Reverse lunge + overhead press
Select a pair of dumbbells that you can lift overhead 8-12 times before fatiguing. In a standing position, with feet hip-width apart, hold the dumbbells at shoulder height with palms facing each other. Extend one leg back and drop down into a lunge, then press both dumbbells overhead. Lower the dumbbells to the starting position and stand back up, using the front leg to drive your body back to standing. Repeat the movement, but with the other leg extending back into the lunge. After both legs have lunged and you have pressed the dumbbells overhead twice, you have completed one repetition. Try to complete 2-5 sets of 4-6 reps, resting 45-120 seconds between sets.
Side lunge + row
Select a pair of dumbbells that are a bit heavier than those you used for the Reverse Lunge + Overhead Press. In a standing position, with feet hip-width apart, hold the dumbbells at your sides with palms facing each other. Step to the side, extending the leg fully and drop down into a lunge (which will feel more like a squat in this position), then hinge forward at the hips, and with the chest nearly facing the ground, row both dumbbells to the hip area. Lower the dumbbells, raise your trunk, then pull yourself back to the starting position, with the anchor leg (e.g. the leg that did not move) bent to perform the lunge. Repeat the movement on the other side. After each leg has lunged and you have rowed the dumbbells twice, you have completed one repetition. Try to complete 2-5 sets of 4-6 reps, resting 45-120 seconds between sets.
Medicine ball slam
Get your aggression out while sculpting your abs with this explosive movement. Ideally, you'll use a soft medicine ball, but a laundry or duffel bag stuffed with clothes will do, too.
Raise the implement overhead and simultaneously hinge your hips backwards (think: close a door behind you with your bottom), while slamming the implement to the ground. Be sure to maintain your grip on the implement, so you can immediately go right into your next repetition. This exercise is best done in intervals, e.g. 30 second of slams, followed by 15-60 seconds of rest, repeated several times over — or as a single set the next time your computer freezes up on you!

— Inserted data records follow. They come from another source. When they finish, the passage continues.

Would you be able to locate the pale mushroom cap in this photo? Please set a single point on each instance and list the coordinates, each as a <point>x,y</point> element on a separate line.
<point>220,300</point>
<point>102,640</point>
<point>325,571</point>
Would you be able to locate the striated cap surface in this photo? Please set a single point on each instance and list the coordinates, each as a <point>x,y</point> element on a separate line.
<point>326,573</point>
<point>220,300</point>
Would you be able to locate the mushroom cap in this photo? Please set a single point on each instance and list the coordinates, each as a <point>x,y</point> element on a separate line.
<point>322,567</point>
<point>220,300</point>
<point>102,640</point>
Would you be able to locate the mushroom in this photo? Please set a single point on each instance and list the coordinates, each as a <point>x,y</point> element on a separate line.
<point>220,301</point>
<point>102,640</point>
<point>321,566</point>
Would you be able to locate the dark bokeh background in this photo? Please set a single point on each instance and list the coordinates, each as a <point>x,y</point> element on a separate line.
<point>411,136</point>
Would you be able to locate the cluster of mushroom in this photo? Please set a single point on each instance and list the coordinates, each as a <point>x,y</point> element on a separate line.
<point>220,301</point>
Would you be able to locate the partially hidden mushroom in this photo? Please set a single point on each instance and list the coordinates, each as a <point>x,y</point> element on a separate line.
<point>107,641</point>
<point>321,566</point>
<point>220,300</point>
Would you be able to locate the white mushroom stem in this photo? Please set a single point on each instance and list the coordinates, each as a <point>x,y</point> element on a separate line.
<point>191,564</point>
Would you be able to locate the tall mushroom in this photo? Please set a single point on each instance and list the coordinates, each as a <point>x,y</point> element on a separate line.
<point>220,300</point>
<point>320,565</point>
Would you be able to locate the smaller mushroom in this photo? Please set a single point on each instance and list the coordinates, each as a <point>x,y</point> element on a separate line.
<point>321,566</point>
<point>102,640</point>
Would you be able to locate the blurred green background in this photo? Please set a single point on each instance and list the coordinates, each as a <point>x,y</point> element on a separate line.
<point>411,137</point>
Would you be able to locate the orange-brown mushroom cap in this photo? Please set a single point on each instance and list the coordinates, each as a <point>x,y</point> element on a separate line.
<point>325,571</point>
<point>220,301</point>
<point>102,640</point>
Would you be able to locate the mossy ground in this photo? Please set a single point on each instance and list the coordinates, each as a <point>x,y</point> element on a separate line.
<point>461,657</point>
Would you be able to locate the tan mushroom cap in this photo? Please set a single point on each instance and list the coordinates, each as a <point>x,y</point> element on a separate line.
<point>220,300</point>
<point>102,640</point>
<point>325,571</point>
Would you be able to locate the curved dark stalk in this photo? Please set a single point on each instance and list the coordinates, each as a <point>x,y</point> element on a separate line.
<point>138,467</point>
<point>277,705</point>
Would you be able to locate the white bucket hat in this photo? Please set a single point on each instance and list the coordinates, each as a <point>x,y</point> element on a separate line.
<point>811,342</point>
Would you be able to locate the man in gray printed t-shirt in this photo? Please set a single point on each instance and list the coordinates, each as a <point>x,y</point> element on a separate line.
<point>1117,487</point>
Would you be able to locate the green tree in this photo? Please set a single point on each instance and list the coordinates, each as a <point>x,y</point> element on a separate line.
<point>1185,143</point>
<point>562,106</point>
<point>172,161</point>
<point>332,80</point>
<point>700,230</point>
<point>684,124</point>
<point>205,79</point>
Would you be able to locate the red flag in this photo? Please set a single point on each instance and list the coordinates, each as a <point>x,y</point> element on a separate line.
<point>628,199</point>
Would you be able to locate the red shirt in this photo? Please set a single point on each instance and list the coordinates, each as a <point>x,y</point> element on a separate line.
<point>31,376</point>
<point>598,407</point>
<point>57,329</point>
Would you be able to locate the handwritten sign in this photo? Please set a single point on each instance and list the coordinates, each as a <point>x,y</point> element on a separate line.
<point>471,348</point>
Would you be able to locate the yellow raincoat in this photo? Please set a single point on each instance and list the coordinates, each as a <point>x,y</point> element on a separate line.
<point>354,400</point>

The box squat may be the most effective tool to not only teach yourself how to squat correctly, but to also continue to train the movement (if it's appropriate for power lifters performing 800-pound squats, it's not "too easy" for you!). Set up in front of a chair, step, or stool (your "box") that is just below knee height, with feet just outside hip width, and the toes slightly turned out. Cross the arms by placing your hands on opposite shoulders, with the elbows pointed up high. Initiate the movement not by sitting down, but by sitting back — just as you would on the toilet...silly, but it will help you lock in perfect form. Come to a complete stop on the chair or step, then return to standing. Be sure that your knees do not collapse inward at any point in time during the movement. There is high variability in the number of sets and reps you can do, but I would suggest beginners start with 2-4 sets of 10-15 reps, taking 45-120 seconds rest between sets.